I have 1,001 things I want to write about and yet nothing seems to stick. I have deleted so many ideas from my screen and tried to start over but just cannot seem to find the inspiration. I probably know why. There is so much going on in the world of development and humanitarian action that it’s practically hard to choose a topic. I could make a list and work my way through the items but that seems to clinical and not at all how I am inspired to write.
I could write about how I am feeling stuck in the middle between friends working on human rights and friends doing humanitarian work and how they can’t seem to agree on what exactly is going on in a particular country. Probably because they are coming at the crisis from different theoretical perspectives that live in different dimensions so they will never be able to ‘meet in the middle.’ And precisely because I am feeling trapped between two mutually exclusive (but not really) view points, I won’t write about it – yet.
I could also write about how tired I am of reading reports and op-eds on the violations of international humanitarian law. Mostly because these reports are written by the descendents of people who drafted those laws in the first place and wouldn’t it be nice to have another perspective on the relevance of those laws in our present day lack of anything-we-might-call-humanity? But more on that later – because I’d like some time to reflect on the concept of morality and warfare (no easy task).
I could also write about an issue at the heart of Theory in Practice – the need to find a way to increase the resilience of communities around the world without sacrificing their tradtional ways of life. There was an interesting article here that made a lot of sense – and yet I am not so naive to think that some sacrifices – by everyone – will have to be made.
But today I am feeling a bit like writing something really boring. Not sexy at all – how to localize the SDGs. Because I feel that at the end of the day we need to look at practical, manageable issues that give us a road map to simply get on with it without fretting over the chaos and moral crises the world currently finds itself preoccupied with. I need to destress, so I’m going to get back to the basics of development.
Here we go.
There are 17 Sustainable Development Goals. Yes really. You can read them here. Do you know how many targets there are??? I’m not sure, actually, because I lost count. Needless to say, not all targets are going to be applicable to all communities – far from all, in fact. So it is unsurprising that there is a disconnect between country development priorities and the SDGs (read more here). Nonetheless, the UN General Assembly agreed on these goals and targets so now the onus is on individual countries to actually do something with them. In theory, it’s a daunting task.

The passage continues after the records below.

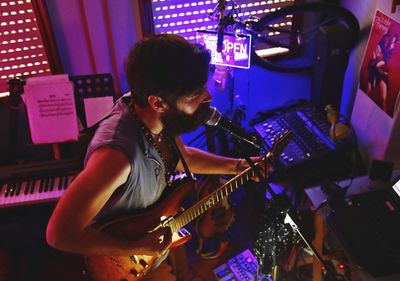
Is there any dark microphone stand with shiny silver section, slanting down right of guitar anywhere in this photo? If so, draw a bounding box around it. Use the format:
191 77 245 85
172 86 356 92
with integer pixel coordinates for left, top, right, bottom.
231 134 346 281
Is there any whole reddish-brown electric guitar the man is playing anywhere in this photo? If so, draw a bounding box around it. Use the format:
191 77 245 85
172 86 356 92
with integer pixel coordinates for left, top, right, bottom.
85 131 292 281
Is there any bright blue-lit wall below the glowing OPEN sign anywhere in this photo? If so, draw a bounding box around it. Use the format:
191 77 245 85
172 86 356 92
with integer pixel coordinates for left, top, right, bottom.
183 64 311 146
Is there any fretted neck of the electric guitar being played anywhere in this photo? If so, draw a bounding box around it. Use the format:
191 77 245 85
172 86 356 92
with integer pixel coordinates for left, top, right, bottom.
169 164 258 232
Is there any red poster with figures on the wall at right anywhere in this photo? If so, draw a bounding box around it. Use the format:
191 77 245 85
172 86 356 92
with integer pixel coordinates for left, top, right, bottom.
360 10 400 117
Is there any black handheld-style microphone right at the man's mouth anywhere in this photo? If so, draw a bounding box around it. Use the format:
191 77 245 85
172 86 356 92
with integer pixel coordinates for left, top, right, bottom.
205 106 262 148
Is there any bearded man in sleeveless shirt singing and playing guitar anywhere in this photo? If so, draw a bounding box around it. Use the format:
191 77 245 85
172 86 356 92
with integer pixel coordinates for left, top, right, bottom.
46 34 261 281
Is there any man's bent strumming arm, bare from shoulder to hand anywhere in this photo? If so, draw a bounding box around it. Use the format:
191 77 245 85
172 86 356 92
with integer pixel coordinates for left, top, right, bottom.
46 147 170 255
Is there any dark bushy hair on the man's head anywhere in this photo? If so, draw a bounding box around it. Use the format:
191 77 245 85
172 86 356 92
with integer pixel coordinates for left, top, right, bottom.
125 34 210 107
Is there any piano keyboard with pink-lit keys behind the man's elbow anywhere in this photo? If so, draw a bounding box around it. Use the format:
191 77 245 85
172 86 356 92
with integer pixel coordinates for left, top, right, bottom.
0 159 81 208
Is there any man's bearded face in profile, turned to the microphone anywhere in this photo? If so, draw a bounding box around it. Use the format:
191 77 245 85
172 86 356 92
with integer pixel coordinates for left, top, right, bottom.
161 89 212 135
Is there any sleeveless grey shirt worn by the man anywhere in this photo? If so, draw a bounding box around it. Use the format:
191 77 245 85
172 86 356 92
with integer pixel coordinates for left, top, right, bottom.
84 93 166 220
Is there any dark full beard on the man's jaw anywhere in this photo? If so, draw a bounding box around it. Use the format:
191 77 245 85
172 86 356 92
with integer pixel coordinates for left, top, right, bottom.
161 103 210 136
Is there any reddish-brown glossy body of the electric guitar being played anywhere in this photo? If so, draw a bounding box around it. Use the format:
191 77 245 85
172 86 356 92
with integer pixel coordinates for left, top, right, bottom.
86 178 193 281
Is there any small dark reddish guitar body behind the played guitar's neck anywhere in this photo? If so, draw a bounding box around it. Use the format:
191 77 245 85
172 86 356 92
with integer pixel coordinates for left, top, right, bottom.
196 175 235 239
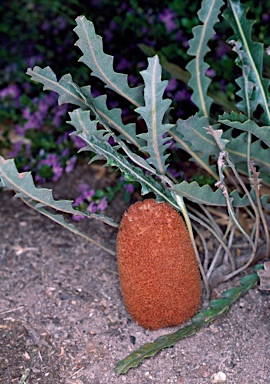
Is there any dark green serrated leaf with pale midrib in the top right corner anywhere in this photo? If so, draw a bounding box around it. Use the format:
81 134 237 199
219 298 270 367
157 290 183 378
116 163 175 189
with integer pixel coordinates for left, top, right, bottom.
223 0 270 125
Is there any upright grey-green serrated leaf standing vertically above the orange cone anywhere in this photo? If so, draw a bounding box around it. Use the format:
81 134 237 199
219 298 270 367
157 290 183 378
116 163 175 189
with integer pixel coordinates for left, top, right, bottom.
136 56 173 175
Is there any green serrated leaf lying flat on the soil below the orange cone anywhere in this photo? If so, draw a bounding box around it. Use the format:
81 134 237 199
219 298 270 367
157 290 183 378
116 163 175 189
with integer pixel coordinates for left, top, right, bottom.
115 266 259 375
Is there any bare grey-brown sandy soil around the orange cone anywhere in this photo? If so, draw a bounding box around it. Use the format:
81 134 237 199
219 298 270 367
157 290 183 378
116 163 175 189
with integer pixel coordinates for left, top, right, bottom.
0 167 270 384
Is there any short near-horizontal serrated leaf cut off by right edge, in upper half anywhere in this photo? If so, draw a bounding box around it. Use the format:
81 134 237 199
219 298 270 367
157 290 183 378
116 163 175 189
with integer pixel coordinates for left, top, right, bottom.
219 112 270 147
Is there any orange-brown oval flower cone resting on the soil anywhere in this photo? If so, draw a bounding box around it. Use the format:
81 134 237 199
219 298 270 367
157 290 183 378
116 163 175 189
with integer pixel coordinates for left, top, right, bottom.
117 199 201 329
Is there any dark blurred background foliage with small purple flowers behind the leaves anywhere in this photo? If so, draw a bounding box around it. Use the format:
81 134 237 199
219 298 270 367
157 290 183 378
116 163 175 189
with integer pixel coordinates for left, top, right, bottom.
0 0 270 192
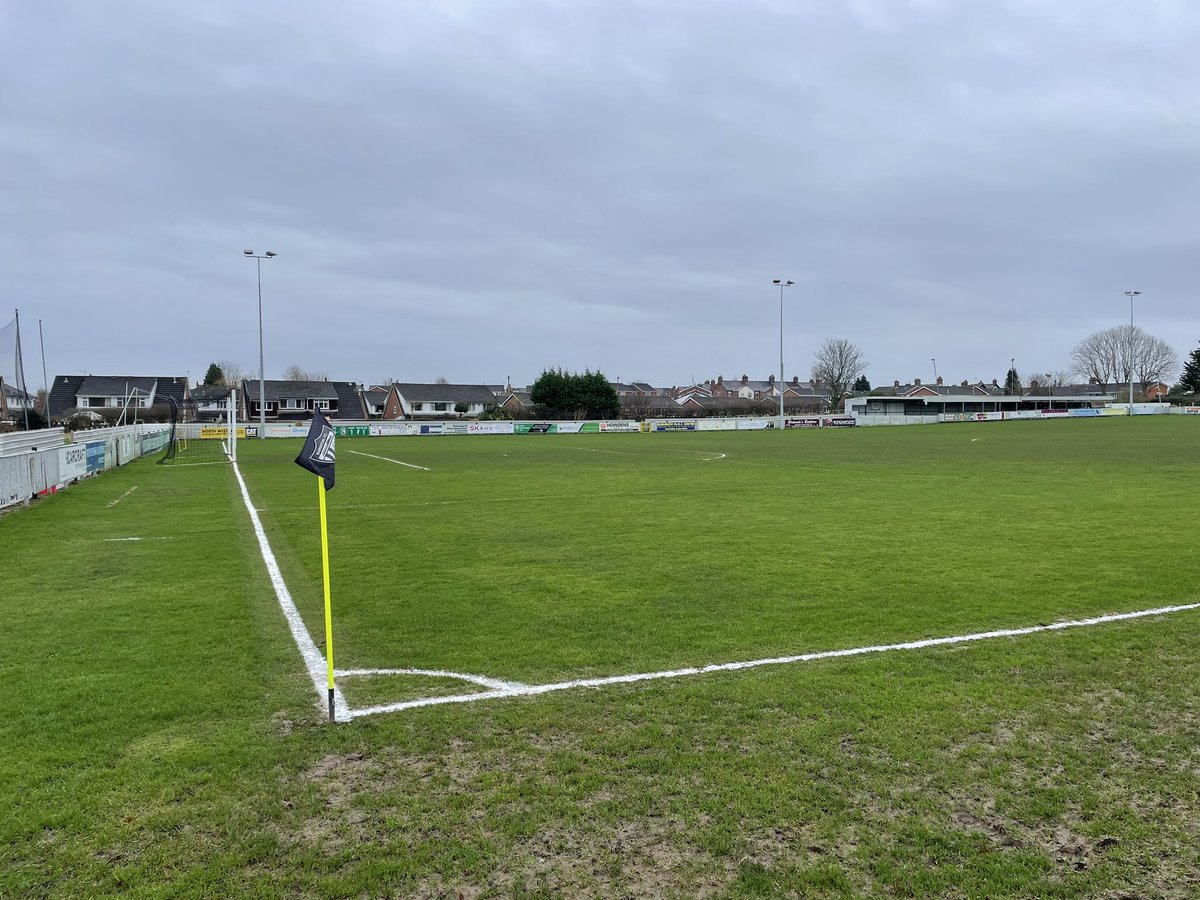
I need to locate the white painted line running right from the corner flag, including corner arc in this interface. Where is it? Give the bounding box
[349,604,1200,719]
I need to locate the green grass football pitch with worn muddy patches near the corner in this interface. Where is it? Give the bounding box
[0,416,1200,896]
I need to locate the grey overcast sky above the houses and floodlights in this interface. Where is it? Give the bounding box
[0,0,1200,386]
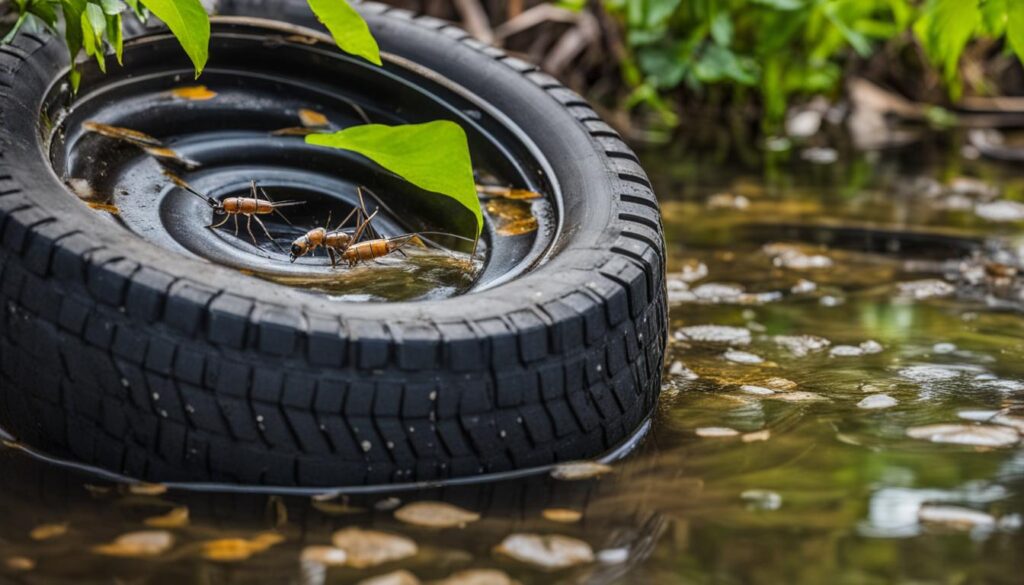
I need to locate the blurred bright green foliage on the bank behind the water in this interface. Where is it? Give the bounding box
[604,0,1024,128]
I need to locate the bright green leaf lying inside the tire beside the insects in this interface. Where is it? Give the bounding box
[306,120,483,237]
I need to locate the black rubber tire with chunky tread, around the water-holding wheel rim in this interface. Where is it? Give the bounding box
[0,0,668,486]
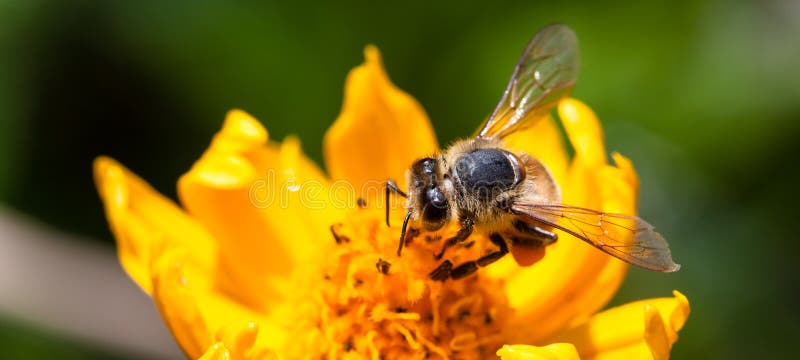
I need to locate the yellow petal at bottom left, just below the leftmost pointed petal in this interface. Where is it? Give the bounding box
[152,250,287,358]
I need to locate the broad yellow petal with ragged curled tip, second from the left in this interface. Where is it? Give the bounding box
[178,111,341,310]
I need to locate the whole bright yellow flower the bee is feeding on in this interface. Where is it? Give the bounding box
[94,47,689,359]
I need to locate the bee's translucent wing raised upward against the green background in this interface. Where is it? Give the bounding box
[477,24,579,138]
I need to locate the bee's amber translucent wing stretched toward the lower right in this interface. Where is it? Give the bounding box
[511,204,680,272]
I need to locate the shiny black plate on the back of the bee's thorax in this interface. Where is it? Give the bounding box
[453,149,525,201]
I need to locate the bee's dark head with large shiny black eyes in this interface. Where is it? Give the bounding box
[411,158,450,231]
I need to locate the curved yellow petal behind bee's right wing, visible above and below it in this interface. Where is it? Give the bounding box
[506,99,638,343]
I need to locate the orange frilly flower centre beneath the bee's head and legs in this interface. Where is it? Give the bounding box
[288,208,512,359]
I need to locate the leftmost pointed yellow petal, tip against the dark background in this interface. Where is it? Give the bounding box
[94,157,216,294]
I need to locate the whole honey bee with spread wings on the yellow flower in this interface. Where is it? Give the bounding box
[386,24,680,281]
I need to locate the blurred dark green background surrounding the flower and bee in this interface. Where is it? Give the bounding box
[0,0,800,359]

In practice, we can break it down. Instead of looking at the SDGs and their accompanying targets as a ‘to do’ list, what if we look at them as a menu? Instead of being forced to participate in all actions, like having a ‘taster plate’ of every item on a restaurant’s menu forced upon upon you, let’s aim for a bit more bang-for-your buck (and knowledge, since development won’t be achieved with money alone).
Step 1) Begin by reviewing the goals – which ones mean the most – resonate the most – with your community? Set the others to the side.
Step 2) Review the targets of the goals you have selected. Which ones make sense (and which ones don’t)? If they don’t make sense to your community, then your community won’t be driven to try to achieve them. Leave those aside.
Step 3) Prioritize the targets that remain. Understand how much it will cost to achieve them. Figure out which can be achieved using existing resources (knowledge and actual physical human and capital resources) in your community. Which ones will need additional financial or technical support from your national government or donors (international community and/or the private sector).
Step 4) Make an action plan…. remember, it’s 15 years worth of actions! Which projects need to be done first in order for others to be undertaken later on? Your community can prepare one year, five year or even 15 year plans. It’s all about what is best for your community.
Step 5) Be sure to coordinate with the local or sub-national government. Ensure that community priorities are included in local goverment plans to ensure that development financing for your projects (the ones that need them) can be secured.
This is perhaps overly simplistic. But the point is to demonstrate that by localizing the SDGs we aren’t misinterpreting that to mean ALL of the SDGs and ALL of their targets. That’s just impossible. Remember – bang for your buck (ie: effectiveness, efficiency and sustainable impact). We shouldn’t worry too much about how community results impact on the national or global levels – let communities lead and then let the results trickle up – and scale-up – from there. The first impact will be improved quality of life at the community level. The second will be community resilience in the face of disaster, climate and economic shocks. And at the end of the day, that’s really what the SDGs are all about.